Even though “Grand Theft Auto” is a popular video game that many of us have enjoyed from time to time, the state of California takes the crime very seriously.   The penalties for car theft are simply not worth the risk of taking a joyride.  You can actually be charged with one or both of two different crimes if you decide to steal a car CA Penal Code §487(d)(1) and CA Vehicle Code 10851.  It all depends on whether you intend to keep the car permanently or to return it after “borrowing” it for a while.

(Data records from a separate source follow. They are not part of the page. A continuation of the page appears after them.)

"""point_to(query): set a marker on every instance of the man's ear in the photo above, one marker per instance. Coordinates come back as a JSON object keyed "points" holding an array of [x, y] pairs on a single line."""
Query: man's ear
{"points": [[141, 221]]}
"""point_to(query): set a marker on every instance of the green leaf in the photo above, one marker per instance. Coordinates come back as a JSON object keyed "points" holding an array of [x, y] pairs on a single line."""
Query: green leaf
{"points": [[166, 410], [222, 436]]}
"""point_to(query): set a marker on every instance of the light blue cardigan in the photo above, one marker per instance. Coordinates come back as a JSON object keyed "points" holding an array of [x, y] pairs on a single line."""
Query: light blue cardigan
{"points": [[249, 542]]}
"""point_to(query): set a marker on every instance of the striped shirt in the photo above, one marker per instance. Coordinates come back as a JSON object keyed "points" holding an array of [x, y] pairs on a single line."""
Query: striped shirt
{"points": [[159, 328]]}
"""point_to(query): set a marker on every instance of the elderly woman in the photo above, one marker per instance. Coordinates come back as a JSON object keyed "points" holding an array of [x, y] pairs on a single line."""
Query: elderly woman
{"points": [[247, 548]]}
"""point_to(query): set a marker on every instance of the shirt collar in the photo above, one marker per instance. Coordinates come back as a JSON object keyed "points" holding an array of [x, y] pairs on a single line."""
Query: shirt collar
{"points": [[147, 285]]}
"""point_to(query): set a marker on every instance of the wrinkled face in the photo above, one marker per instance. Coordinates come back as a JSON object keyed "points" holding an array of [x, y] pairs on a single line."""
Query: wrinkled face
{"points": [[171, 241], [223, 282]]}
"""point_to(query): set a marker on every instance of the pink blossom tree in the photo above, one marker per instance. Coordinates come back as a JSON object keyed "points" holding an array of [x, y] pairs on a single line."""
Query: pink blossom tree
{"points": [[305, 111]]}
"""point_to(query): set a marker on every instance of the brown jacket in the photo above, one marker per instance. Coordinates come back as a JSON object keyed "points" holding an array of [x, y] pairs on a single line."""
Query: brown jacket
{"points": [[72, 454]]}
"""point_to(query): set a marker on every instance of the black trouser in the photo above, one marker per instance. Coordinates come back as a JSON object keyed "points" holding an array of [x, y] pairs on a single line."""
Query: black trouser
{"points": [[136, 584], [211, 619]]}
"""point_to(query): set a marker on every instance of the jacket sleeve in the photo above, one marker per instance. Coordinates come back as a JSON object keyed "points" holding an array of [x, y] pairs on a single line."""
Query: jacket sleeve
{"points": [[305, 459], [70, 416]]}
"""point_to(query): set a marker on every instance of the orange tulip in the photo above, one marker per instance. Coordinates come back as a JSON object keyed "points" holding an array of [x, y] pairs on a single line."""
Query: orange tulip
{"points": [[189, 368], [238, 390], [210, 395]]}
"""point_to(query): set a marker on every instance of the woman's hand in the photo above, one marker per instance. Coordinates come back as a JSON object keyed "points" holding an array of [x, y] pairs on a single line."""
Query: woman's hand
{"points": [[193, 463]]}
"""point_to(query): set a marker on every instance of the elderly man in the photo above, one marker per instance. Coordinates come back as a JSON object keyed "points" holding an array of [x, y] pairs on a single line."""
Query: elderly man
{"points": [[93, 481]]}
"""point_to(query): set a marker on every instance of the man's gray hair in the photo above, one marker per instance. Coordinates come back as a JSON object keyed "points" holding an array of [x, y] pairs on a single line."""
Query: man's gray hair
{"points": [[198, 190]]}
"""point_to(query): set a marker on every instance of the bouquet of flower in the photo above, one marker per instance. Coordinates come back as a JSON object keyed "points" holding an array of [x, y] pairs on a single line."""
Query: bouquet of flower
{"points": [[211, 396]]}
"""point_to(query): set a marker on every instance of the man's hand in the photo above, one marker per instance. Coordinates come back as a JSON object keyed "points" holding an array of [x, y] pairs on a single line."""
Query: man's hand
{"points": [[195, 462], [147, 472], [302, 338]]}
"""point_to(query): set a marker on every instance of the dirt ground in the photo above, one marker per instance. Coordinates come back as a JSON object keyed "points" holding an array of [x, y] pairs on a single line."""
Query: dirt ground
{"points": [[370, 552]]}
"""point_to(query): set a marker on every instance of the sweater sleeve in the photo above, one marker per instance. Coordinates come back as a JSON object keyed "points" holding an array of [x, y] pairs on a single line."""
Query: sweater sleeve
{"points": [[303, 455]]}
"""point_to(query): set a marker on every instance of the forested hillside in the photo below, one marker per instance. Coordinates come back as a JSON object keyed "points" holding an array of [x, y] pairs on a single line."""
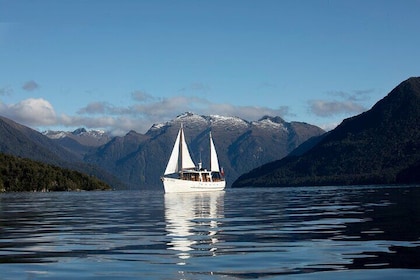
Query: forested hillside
{"points": [[18, 174], [380, 146]]}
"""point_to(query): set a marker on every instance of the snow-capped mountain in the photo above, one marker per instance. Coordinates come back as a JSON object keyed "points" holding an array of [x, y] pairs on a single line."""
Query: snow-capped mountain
{"points": [[91, 138], [139, 159]]}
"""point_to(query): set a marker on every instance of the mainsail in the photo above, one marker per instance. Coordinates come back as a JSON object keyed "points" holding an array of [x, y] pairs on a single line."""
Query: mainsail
{"points": [[180, 157], [214, 163]]}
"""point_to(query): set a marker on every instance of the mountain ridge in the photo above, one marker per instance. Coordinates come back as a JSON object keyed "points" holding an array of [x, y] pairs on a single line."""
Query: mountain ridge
{"points": [[140, 159], [379, 146]]}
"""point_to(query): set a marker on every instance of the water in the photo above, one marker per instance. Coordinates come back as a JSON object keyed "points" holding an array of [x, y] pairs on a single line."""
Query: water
{"points": [[291, 233]]}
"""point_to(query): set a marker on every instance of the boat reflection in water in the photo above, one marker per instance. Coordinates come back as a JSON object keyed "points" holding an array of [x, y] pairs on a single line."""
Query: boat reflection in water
{"points": [[192, 221]]}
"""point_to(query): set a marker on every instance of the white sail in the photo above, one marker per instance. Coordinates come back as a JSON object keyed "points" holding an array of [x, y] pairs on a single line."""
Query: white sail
{"points": [[172, 166], [186, 161], [214, 163]]}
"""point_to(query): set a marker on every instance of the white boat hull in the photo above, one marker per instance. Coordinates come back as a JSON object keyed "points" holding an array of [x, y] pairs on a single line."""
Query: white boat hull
{"points": [[173, 185]]}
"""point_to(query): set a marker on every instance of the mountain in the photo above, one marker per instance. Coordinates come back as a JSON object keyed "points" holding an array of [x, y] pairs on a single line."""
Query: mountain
{"points": [[139, 160], [19, 174], [79, 141], [379, 146], [21, 141]]}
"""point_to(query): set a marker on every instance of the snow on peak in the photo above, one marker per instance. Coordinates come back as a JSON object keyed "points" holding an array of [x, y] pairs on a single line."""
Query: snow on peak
{"points": [[268, 122], [230, 121], [52, 134]]}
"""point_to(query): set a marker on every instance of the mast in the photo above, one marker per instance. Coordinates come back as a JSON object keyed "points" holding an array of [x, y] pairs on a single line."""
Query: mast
{"points": [[214, 162], [185, 160]]}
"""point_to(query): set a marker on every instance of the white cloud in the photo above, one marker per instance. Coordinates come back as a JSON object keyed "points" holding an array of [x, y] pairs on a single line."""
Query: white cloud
{"points": [[323, 108], [38, 112], [32, 111], [30, 85]]}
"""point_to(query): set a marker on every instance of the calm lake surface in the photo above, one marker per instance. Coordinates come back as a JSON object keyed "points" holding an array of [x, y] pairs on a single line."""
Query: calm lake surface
{"points": [[289, 233]]}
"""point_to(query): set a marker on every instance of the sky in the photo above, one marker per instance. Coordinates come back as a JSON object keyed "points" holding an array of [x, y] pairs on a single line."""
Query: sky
{"points": [[127, 64]]}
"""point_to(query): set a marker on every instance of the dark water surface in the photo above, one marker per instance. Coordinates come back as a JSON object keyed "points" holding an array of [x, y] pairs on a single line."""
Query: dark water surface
{"points": [[290, 233]]}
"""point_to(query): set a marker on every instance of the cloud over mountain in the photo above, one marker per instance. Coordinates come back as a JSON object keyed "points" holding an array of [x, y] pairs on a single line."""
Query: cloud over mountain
{"points": [[31, 111]]}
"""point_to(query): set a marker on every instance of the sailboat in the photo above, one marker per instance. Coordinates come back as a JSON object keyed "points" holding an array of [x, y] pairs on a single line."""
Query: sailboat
{"points": [[182, 175]]}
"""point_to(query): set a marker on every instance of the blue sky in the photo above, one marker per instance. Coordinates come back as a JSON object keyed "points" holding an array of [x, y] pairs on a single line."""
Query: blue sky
{"points": [[122, 65]]}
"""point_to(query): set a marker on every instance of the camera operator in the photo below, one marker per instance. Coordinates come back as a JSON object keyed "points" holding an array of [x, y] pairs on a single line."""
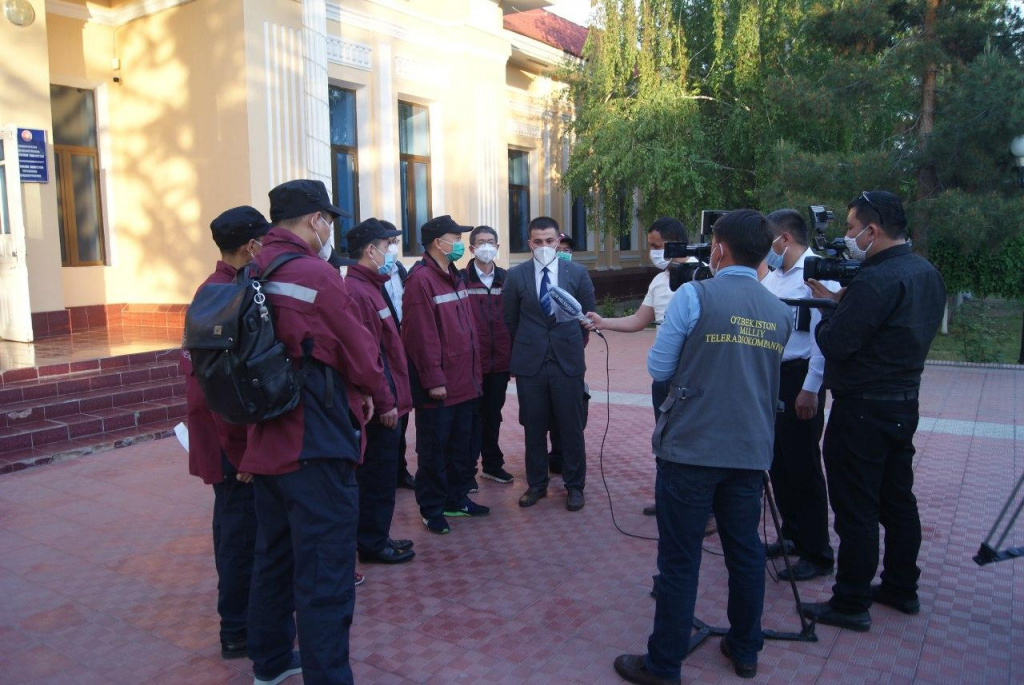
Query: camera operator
{"points": [[721, 345], [875, 344], [796, 469]]}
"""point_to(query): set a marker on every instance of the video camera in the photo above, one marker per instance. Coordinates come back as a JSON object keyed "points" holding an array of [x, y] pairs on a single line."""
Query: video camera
{"points": [[695, 270], [835, 266]]}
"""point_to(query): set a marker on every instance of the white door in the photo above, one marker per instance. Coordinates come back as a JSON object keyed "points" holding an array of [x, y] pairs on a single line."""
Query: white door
{"points": [[15, 316]]}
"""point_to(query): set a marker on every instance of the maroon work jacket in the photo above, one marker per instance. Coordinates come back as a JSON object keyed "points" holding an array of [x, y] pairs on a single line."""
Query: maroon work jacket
{"points": [[492, 335], [439, 335], [314, 316], [365, 287], [208, 433]]}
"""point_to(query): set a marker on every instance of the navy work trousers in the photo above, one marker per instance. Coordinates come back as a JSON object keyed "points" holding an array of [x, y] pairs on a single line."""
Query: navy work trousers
{"points": [[444, 457], [305, 562], [233, 541], [684, 496], [377, 477], [868, 454]]}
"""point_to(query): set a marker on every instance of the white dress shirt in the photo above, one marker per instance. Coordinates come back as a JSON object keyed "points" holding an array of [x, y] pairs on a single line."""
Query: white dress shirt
{"points": [[552, 274], [791, 285]]}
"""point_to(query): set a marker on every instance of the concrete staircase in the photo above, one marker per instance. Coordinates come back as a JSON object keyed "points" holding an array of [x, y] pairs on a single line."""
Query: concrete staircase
{"points": [[61, 411]]}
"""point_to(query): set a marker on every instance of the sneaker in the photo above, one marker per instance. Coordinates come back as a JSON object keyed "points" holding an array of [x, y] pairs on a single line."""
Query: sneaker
{"points": [[437, 524], [499, 476], [293, 669], [469, 509]]}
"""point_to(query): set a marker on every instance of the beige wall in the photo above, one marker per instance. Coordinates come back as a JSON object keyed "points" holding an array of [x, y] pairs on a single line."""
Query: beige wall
{"points": [[25, 101]]}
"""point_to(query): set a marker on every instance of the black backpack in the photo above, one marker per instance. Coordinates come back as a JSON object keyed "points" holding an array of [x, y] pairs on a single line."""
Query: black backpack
{"points": [[243, 369]]}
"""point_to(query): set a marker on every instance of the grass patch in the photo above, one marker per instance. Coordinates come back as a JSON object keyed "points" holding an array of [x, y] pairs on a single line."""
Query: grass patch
{"points": [[986, 331]]}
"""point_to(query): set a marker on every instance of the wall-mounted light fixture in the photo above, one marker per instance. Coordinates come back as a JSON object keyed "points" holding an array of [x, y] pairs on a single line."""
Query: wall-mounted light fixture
{"points": [[18, 12]]}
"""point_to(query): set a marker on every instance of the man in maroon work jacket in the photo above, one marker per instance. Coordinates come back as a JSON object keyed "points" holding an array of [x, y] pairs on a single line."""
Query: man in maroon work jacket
{"points": [[484, 281], [304, 461], [440, 340], [378, 475], [215, 448]]}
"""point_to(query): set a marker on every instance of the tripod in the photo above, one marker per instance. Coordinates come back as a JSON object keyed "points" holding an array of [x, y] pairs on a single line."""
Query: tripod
{"points": [[806, 634], [989, 553]]}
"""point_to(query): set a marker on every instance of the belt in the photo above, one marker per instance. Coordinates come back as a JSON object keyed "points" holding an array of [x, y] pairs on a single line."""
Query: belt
{"points": [[883, 396]]}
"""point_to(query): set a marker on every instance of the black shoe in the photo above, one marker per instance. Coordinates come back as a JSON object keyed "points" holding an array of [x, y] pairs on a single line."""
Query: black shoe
{"points": [[400, 545], [233, 648], [742, 670], [499, 476], [804, 570], [633, 669], [823, 612], [388, 555], [774, 551], [880, 594], [531, 495]]}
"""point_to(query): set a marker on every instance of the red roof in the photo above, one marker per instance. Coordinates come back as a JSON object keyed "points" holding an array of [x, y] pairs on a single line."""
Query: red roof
{"points": [[549, 29]]}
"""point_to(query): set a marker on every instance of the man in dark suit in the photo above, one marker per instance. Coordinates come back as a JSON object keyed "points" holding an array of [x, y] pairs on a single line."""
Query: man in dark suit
{"points": [[548, 360]]}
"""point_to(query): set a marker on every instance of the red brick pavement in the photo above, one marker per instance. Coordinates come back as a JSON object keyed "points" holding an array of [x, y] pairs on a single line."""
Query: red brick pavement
{"points": [[107, 570]]}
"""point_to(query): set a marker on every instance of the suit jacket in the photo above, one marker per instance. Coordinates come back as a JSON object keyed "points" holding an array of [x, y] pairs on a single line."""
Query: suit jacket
{"points": [[532, 331]]}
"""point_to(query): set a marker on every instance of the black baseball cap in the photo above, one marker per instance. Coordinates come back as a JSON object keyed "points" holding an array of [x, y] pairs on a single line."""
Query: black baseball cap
{"points": [[440, 225], [299, 198], [237, 226], [367, 231]]}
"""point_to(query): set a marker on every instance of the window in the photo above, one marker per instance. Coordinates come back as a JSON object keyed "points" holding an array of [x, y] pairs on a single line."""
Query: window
{"points": [[344, 161], [518, 200], [77, 170], [580, 224], [414, 157]]}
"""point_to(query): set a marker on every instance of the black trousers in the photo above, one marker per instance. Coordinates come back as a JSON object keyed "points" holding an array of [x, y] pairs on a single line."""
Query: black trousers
{"points": [[233, 541], [552, 398], [377, 477], [444, 458], [487, 422], [868, 454], [796, 472]]}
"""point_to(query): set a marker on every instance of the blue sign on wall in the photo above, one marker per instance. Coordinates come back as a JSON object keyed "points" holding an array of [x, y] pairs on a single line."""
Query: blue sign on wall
{"points": [[32, 156]]}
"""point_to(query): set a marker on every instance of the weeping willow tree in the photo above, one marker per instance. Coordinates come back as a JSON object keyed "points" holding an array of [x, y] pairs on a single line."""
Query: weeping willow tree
{"points": [[636, 131]]}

For this joyrider, a charge under CA VC 10851 is most likely as it covers unlawfully taking or driving a vehicle for the purposes of joyriding.  Technically, the crime of joyriding is a “wobbler” in California and if you are charged with a misdemeanor, you could pay up to $5,000 in fines and spend up to 1 year in county jail.  If you are charged with felony joyriding, you could spend 16 months to 3 years in jail.